The last time I checked, bondage has been out-lawed. No one holds a gun to my head to get me to do the things I do, and make the choices I make. If I really felt the need to have someone stand in for me yesterday, I could have found someone. I really never let that idea be an option. (And....... After yesterday's no excuses blog, I didn't let my stiff neck stop me from running either. I think the jaring motion actually helped to loosen up the muscles a little bit.) Did anybody criticize me for my choices? (If they did, they didn't say it out loud.) Why then, am I so quick to pass judgement on another's choices?

I could give you all kinds of examples in which I felt my needs were not met when I ask for help, and this is why I don't bother now. Pretty much this would just lead back to me being the ultimate control freak....... "Help me! But make darn sure you help me EXACTLY like I want to be helped or it will count against you." And yet isn't it my right to get my needs addressed in a way that fullfills me? Oh right! This is life, not a fairy tale.....................

When I was a child, nothing I did was good enough, and was always criticized. When my kids were growing up, I had to learn that if I ask for their help I needed to either tell them "I wanted the house cleaned Mom's way," (example: take the items off the table to dust, and vacuum under things not just around them.) or shut up about the job they did. I learned to shut up most of the time, and take advantage of special occasions (my birthday, mother's day, and Santa is coming in less than a week, and he doesn't leave presents at dirty houses!)

Not that long ago, (my) Mister was down with back pain. I took care of him, just like I would have liked to be taken care of. (And received no complaints about the service from him by the way.) I remember, when he was getting better, telling him that he should be taking notes in his planner as to what I did for him, as it would make a perfect primer to follow the next time I was sick. Telling that to a friend, her reply was, "My favorite is when I am so sick I can't even lift my head off the pillow and one of my family members comes in and ask when I am going to make dinner!" I don't have it that bad, but it would be nice if my family could figure out that when I am sick in bed I really don't care what kind of fruit and/or veggies they serve.
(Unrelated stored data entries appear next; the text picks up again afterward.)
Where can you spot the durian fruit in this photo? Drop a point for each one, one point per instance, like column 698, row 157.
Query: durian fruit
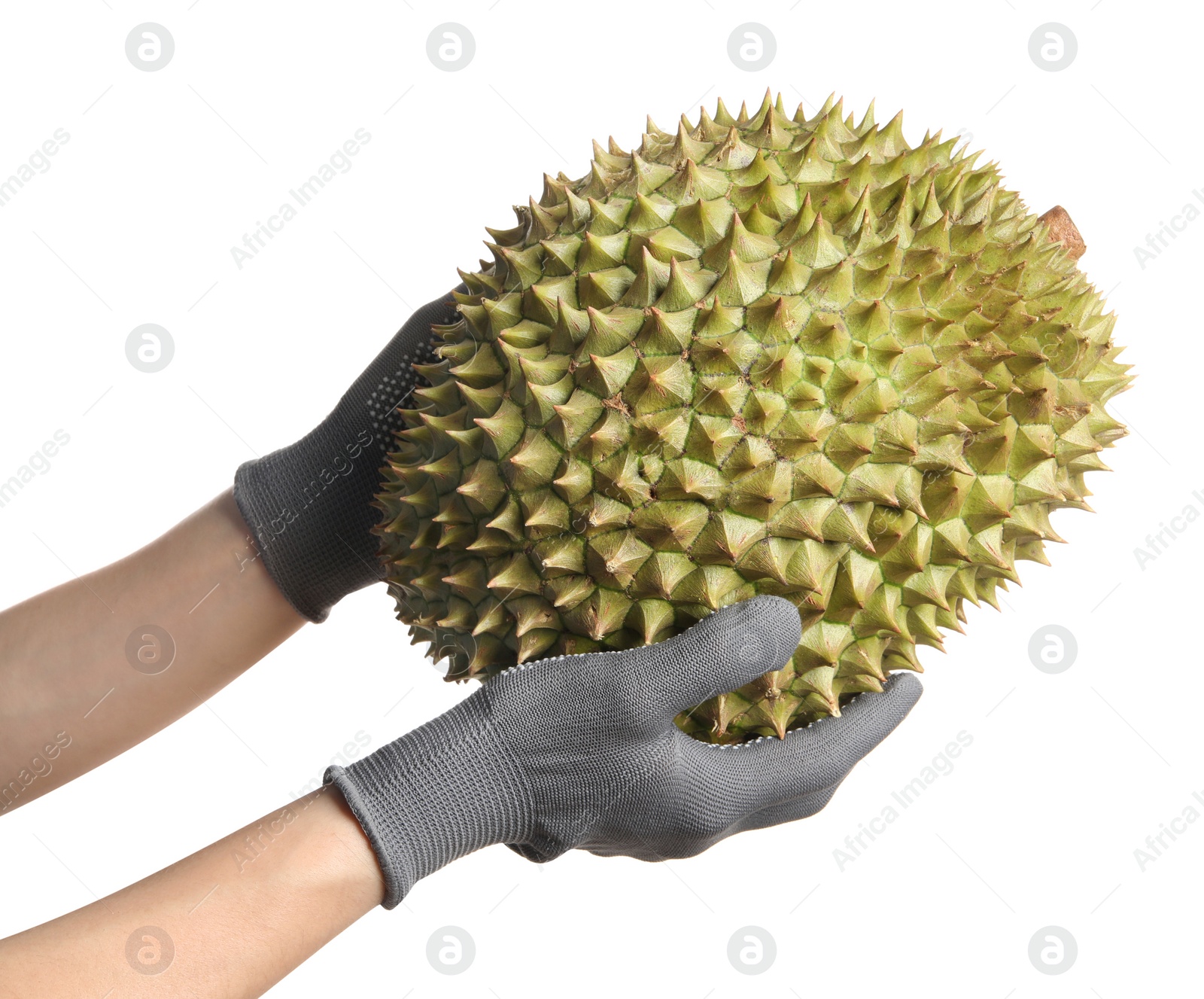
column 756, row 355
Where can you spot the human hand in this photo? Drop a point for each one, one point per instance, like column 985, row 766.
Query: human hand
column 582, row 752
column 310, row 504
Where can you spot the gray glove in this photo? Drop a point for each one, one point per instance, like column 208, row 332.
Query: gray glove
column 582, row 752
column 310, row 504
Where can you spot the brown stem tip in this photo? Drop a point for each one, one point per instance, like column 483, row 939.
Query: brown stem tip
column 1063, row 230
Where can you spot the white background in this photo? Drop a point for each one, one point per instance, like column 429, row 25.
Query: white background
column 166, row 172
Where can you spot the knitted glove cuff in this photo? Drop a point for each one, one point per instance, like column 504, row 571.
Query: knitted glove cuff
column 316, row 545
column 437, row 793
column 310, row 504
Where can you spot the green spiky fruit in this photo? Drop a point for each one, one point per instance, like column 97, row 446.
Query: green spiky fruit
column 759, row 355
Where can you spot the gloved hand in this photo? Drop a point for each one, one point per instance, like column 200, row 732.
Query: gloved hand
column 582, row 752
column 310, row 504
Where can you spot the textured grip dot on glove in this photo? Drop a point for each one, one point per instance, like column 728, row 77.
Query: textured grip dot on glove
column 310, row 505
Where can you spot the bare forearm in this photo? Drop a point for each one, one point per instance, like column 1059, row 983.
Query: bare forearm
column 98, row 664
column 229, row 921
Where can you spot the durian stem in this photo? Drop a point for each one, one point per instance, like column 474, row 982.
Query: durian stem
column 1063, row 230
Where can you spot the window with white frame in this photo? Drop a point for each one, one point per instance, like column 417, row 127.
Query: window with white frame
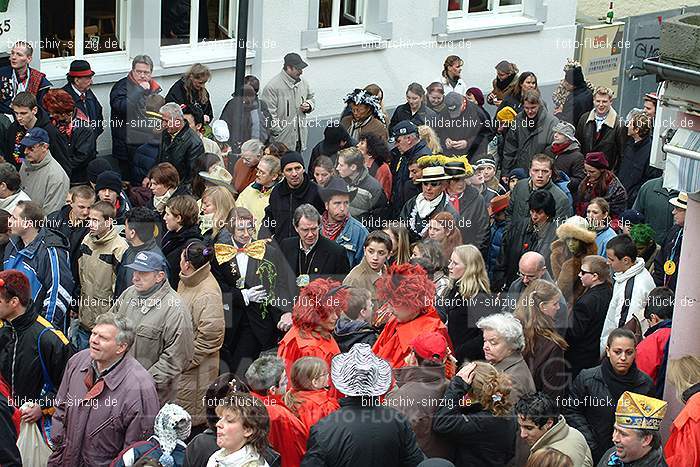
column 190, row 22
column 334, row 14
column 103, row 24
column 460, row 8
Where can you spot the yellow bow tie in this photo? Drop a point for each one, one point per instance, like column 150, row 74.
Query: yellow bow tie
column 225, row 252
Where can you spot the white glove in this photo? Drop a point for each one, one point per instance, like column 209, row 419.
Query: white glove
column 255, row 294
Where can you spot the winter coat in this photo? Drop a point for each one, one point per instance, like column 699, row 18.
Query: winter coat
column 578, row 102
column 587, row 320
column 480, row 437
column 181, row 150
column 283, row 97
column 418, row 391
column 566, row 266
column 91, row 435
column 590, row 407
column 567, row 440
column 418, row 226
column 655, row 458
column 569, row 161
column 45, row 182
column 326, row 259
column 172, row 244
column 373, row 126
column 547, row 366
column 349, row 332
column 652, row 354
column 462, row 314
column 514, row 366
column 90, row 106
column 13, row 151
column 130, row 126
column 389, row 441
column 202, row 296
column 527, row 139
column 352, row 238
column 369, row 195
column 683, row 446
column 22, row 340
column 125, row 275
column 283, row 202
column 470, row 125
column 424, row 116
column 97, row 268
column 519, row 209
column 609, row 140
column 164, row 338
column 45, row 263
column 179, row 94
column 670, row 248
column 399, row 169
column 520, row 238
column 643, row 283
column 652, row 201
column 634, row 167
column 615, row 195
column 473, row 220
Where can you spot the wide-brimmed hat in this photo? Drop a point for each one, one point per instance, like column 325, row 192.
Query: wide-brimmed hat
column 336, row 186
column 360, row 372
column 217, row 175
column 680, row 201
column 433, row 174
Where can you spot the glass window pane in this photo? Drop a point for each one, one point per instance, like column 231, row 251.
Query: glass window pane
column 175, row 22
column 57, row 28
column 101, row 33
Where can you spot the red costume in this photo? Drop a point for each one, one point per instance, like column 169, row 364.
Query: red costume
column 406, row 287
column 287, row 433
column 314, row 405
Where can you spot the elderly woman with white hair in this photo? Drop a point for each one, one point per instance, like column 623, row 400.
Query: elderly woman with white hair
column 504, row 342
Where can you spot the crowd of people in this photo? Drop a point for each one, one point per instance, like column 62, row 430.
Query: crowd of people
column 441, row 286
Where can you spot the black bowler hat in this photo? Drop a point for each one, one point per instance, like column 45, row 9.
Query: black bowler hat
column 79, row 69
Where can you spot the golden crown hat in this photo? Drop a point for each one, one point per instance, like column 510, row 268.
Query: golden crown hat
column 639, row 412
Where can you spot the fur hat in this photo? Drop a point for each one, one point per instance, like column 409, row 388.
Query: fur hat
column 576, row 227
column 317, row 301
column 406, row 286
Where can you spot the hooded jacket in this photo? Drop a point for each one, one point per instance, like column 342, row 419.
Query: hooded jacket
column 643, row 283
column 21, row 342
column 45, row 182
column 283, row 97
column 97, row 267
column 164, row 341
column 525, row 140
column 45, row 263
column 284, row 200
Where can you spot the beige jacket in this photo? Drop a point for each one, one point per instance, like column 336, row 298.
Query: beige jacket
column 201, row 294
column 97, row 268
column 164, row 339
column 567, row 440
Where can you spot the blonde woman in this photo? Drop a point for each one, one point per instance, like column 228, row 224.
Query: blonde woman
column 217, row 202
column 428, row 135
column 466, row 300
column 683, row 446
column 544, row 347
column 475, row 413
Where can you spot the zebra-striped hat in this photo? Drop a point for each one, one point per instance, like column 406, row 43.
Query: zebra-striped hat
column 360, row 372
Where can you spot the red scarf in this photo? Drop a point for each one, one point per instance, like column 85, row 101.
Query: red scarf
column 329, row 229
column 558, row 148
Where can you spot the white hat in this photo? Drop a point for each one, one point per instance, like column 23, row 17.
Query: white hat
column 360, row 372
column 220, row 130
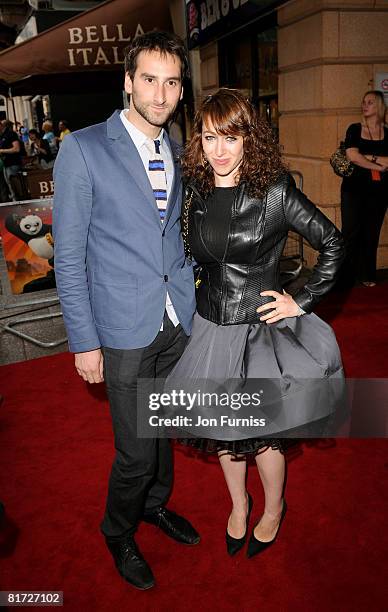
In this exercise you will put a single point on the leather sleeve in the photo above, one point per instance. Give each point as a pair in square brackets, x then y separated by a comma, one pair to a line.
[305, 218]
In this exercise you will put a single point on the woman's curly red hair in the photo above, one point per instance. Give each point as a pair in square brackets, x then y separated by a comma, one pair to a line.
[232, 114]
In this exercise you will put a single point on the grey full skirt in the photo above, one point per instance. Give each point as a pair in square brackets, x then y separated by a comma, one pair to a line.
[296, 361]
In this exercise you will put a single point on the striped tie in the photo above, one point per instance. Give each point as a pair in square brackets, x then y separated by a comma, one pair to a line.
[157, 176]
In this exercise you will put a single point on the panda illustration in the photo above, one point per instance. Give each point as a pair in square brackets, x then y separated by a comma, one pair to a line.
[34, 232]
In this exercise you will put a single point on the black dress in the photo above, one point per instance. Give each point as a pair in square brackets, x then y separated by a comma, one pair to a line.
[291, 349]
[364, 203]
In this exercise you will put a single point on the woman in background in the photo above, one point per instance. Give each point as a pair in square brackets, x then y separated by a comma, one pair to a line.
[364, 194]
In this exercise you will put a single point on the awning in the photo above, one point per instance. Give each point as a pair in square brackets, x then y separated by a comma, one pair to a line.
[91, 42]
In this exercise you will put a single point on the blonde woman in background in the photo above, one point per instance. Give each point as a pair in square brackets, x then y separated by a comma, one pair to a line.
[364, 194]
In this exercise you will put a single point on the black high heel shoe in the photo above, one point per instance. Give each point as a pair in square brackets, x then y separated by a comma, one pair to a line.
[233, 545]
[255, 546]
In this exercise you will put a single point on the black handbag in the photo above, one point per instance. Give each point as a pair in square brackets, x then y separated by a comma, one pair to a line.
[340, 163]
[185, 235]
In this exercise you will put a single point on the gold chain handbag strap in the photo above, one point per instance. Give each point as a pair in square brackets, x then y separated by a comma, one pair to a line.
[185, 224]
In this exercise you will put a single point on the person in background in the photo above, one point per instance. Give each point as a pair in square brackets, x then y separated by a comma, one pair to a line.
[63, 131]
[48, 134]
[40, 149]
[10, 151]
[364, 194]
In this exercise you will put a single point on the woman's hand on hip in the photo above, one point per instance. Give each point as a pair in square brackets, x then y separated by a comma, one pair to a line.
[282, 307]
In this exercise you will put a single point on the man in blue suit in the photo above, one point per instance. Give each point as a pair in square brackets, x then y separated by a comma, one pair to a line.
[126, 291]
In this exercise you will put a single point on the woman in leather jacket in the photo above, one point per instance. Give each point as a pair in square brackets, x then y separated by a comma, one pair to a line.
[239, 204]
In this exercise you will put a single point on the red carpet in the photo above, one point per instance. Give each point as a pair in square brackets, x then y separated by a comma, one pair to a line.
[56, 448]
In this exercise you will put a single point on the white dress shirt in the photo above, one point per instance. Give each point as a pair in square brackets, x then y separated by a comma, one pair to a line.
[139, 140]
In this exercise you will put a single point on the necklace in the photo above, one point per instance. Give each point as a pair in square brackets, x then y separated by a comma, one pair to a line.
[370, 133]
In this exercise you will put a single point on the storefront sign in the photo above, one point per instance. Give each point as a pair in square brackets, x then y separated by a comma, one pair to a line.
[40, 184]
[208, 19]
[99, 45]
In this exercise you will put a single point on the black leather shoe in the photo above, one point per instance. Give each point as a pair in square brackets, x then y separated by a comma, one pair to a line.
[131, 564]
[255, 546]
[233, 545]
[173, 525]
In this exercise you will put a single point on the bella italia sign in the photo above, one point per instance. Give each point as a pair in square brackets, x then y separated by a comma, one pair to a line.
[101, 45]
[91, 41]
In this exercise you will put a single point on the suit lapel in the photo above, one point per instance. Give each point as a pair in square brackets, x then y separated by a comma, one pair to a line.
[176, 180]
[128, 155]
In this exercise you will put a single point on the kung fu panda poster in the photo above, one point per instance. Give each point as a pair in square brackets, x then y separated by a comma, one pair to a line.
[28, 246]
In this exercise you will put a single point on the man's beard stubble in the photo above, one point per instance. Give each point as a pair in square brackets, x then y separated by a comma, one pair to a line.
[154, 119]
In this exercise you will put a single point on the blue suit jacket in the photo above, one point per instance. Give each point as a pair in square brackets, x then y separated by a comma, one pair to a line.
[114, 260]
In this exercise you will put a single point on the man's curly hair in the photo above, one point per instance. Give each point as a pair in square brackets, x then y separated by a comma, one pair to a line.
[232, 114]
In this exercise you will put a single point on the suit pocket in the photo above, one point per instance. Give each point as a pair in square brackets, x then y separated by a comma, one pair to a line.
[115, 305]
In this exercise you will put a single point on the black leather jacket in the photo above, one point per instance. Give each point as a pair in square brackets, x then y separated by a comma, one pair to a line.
[229, 292]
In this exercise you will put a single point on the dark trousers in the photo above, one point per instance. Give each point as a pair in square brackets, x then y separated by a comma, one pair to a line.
[142, 471]
[362, 215]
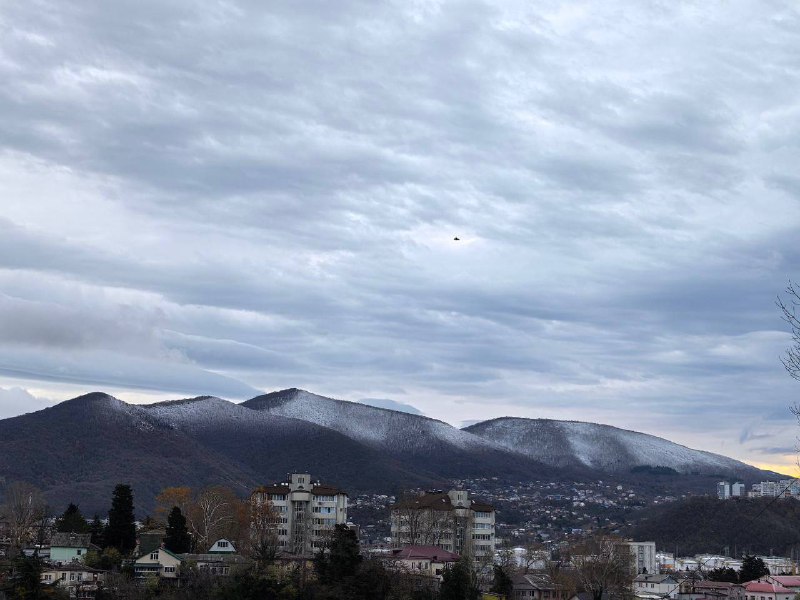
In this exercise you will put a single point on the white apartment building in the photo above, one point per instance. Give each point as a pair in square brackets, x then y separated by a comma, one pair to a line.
[307, 511]
[643, 557]
[451, 521]
[723, 490]
[784, 487]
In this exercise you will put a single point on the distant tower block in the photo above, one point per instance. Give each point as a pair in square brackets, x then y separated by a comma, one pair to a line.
[723, 490]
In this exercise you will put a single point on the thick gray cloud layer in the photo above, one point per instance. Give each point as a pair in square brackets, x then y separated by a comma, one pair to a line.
[229, 197]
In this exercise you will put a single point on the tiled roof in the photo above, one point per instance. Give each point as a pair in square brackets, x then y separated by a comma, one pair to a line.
[317, 490]
[71, 540]
[766, 587]
[439, 501]
[433, 553]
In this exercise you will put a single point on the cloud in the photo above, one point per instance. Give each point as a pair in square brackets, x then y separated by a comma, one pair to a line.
[253, 196]
[16, 401]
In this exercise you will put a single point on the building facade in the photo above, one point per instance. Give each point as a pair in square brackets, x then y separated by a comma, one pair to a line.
[643, 557]
[451, 521]
[306, 512]
[69, 547]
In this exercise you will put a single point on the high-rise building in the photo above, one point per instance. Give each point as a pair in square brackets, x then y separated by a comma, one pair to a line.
[723, 490]
[305, 512]
[451, 521]
[643, 557]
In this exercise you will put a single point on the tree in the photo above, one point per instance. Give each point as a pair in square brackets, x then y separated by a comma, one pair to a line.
[121, 530]
[214, 515]
[72, 521]
[458, 582]
[97, 529]
[177, 539]
[789, 308]
[341, 558]
[502, 584]
[170, 497]
[752, 568]
[24, 507]
[263, 528]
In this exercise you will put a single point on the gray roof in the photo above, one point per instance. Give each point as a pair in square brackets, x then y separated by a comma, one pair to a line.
[71, 540]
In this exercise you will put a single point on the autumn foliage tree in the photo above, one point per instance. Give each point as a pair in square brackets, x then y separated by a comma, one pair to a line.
[23, 508]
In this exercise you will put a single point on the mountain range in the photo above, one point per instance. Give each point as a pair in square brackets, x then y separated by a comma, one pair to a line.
[79, 449]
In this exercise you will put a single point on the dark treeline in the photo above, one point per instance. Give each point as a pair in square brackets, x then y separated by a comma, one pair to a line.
[338, 573]
[708, 525]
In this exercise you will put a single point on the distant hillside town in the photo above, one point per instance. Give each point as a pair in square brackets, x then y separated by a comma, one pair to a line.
[296, 538]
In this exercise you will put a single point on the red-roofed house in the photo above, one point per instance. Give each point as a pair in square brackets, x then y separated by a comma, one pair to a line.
[764, 590]
[791, 582]
[425, 560]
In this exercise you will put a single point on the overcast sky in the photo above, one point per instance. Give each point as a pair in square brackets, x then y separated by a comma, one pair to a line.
[234, 197]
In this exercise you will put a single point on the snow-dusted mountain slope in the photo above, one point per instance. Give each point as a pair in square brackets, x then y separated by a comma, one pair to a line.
[376, 427]
[602, 447]
[417, 442]
[273, 445]
[78, 450]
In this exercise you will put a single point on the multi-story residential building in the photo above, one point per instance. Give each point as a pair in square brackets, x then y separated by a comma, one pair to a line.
[69, 547]
[784, 487]
[451, 521]
[723, 490]
[663, 586]
[306, 512]
[643, 557]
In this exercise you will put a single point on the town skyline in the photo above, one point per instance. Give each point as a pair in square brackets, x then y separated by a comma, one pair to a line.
[570, 210]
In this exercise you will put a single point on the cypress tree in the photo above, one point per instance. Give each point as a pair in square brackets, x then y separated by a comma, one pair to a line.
[177, 539]
[72, 521]
[98, 532]
[121, 530]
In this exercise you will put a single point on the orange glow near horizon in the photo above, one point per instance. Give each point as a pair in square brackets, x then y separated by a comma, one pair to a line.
[789, 468]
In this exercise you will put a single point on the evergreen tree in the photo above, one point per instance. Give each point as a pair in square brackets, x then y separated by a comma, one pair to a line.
[121, 530]
[97, 529]
[752, 568]
[502, 584]
[723, 574]
[342, 557]
[177, 539]
[458, 582]
[72, 521]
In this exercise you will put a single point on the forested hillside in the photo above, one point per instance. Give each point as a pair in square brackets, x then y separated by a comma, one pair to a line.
[698, 525]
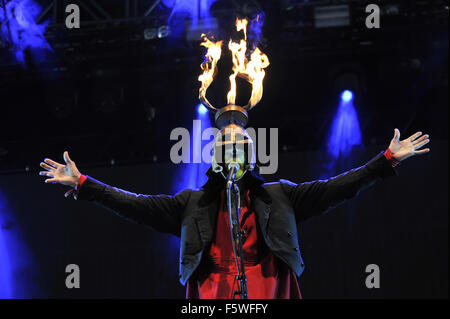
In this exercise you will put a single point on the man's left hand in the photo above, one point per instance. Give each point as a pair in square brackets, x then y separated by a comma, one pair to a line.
[401, 150]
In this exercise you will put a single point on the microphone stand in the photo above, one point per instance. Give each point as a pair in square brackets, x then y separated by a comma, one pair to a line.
[233, 202]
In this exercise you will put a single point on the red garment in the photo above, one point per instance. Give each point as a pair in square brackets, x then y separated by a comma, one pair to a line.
[267, 276]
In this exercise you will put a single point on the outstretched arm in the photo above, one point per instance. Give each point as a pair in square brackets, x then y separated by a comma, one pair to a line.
[161, 212]
[318, 197]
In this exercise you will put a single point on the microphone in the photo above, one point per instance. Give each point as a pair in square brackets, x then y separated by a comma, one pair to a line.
[233, 168]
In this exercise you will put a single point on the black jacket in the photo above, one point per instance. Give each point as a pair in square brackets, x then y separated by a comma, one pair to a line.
[279, 207]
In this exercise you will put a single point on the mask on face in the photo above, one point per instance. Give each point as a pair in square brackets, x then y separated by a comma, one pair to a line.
[233, 144]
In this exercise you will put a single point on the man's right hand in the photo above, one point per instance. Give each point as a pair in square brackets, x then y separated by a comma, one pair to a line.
[61, 174]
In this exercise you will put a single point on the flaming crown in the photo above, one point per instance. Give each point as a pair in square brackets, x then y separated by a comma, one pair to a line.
[251, 70]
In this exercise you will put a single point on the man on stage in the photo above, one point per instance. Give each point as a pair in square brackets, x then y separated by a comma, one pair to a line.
[269, 215]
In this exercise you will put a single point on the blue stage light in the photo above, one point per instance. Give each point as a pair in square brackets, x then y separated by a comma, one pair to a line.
[201, 109]
[347, 96]
[19, 28]
[345, 131]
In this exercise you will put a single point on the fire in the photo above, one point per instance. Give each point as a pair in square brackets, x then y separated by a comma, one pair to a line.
[251, 70]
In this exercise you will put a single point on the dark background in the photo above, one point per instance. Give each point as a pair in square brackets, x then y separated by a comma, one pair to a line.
[111, 97]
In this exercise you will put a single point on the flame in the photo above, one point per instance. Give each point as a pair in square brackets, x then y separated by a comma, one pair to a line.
[251, 70]
[212, 56]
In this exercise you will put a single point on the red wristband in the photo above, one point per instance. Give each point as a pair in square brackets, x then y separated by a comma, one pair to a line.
[76, 189]
[80, 181]
[390, 157]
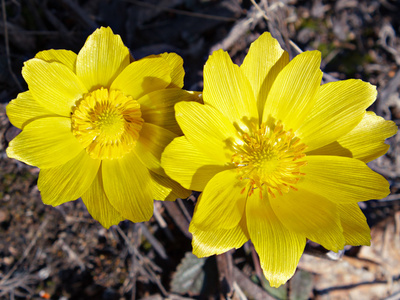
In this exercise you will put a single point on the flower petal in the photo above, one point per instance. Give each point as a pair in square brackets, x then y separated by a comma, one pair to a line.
[143, 76]
[342, 179]
[165, 188]
[222, 203]
[127, 184]
[262, 64]
[53, 85]
[339, 108]
[65, 57]
[69, 181]
[365, 142]
[292, 95]
[207, 243]
[207, 129]
[158, 107]
[25, 109]
[152, 141]
[355, 228]
[311, 215]
[45, 143]
[279, 248]
[189, 166]
[227, 89]
[101, 59]
[98, 205]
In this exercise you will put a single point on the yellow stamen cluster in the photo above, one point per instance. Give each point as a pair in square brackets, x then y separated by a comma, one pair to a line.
[271, 159]
[107, 123]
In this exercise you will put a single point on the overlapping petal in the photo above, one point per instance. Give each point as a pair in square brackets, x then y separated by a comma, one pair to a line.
[227, 89]
[45, 143]
[292, 95]
[278, 247]
[270, 59]
[53, 85]
[339, 108]
[25, 109]
[98, 205]
[189, 166]
[127, 184]
[101, 59]
[222, 203]
[69, 181]
[342, 179]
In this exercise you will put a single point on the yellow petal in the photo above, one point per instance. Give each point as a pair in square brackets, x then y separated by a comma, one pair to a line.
[311, 215]
[25, 109]
[165, 188]
[177, 71]
[262, 64]
[207, 243]
[279, 248]
[365, 142]
[189, 166]
[127, 184]
[222, 203]
[98, 205]
[143, 76]
[45, 143]
[65, 57]
[355, 228]
[152, 142]
[227, 89]
[207, 129]
[339, 108]
[101, 59]
[158, 107]
[292, 95]
[53, 85]
[342, 179]
[69, 181]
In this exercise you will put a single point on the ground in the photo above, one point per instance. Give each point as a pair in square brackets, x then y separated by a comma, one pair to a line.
[62, 253]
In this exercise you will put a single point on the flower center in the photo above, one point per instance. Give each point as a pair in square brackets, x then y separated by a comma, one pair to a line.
[107, 123]
[271, 159]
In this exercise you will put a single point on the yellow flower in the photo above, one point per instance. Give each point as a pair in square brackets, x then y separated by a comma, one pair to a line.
[96, 123]
[280, 158]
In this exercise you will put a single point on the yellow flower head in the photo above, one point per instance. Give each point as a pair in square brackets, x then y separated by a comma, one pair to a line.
[279, 157]
[96, 123]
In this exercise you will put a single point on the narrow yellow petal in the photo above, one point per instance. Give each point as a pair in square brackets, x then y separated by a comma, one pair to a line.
[207, 243]
[65, 57]
[342, 179]
[158, 107]
[189, 166]
[339, 108]
[262, 64]
[143, 76]
[222, 203]
[365, 142]
[228, 90]
[127, 184]
[69, 181]
[98, 205]
[292, 95]
[355, 228]
[45, 143]
[101, 59]
[207, 129]
[279, 248]
[53, 85]
[25, 109]
[152, 142]
[311, 215]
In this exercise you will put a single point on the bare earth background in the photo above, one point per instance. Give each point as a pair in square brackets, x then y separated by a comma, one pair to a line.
[62, 253]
If we are out of toilet paper, Kleenex will do in a pinch, and who's socks are whos can wait until I am feeling better. Can any of you relate to what I am saying? Maybe we should all put our heads together and come up with the top twenty-five things to do or NOT DO (Or two lists with twenty-five things to do AND not do.) when mom isn't feeling well. Maybe later...... Right now someone needs me to do something for them!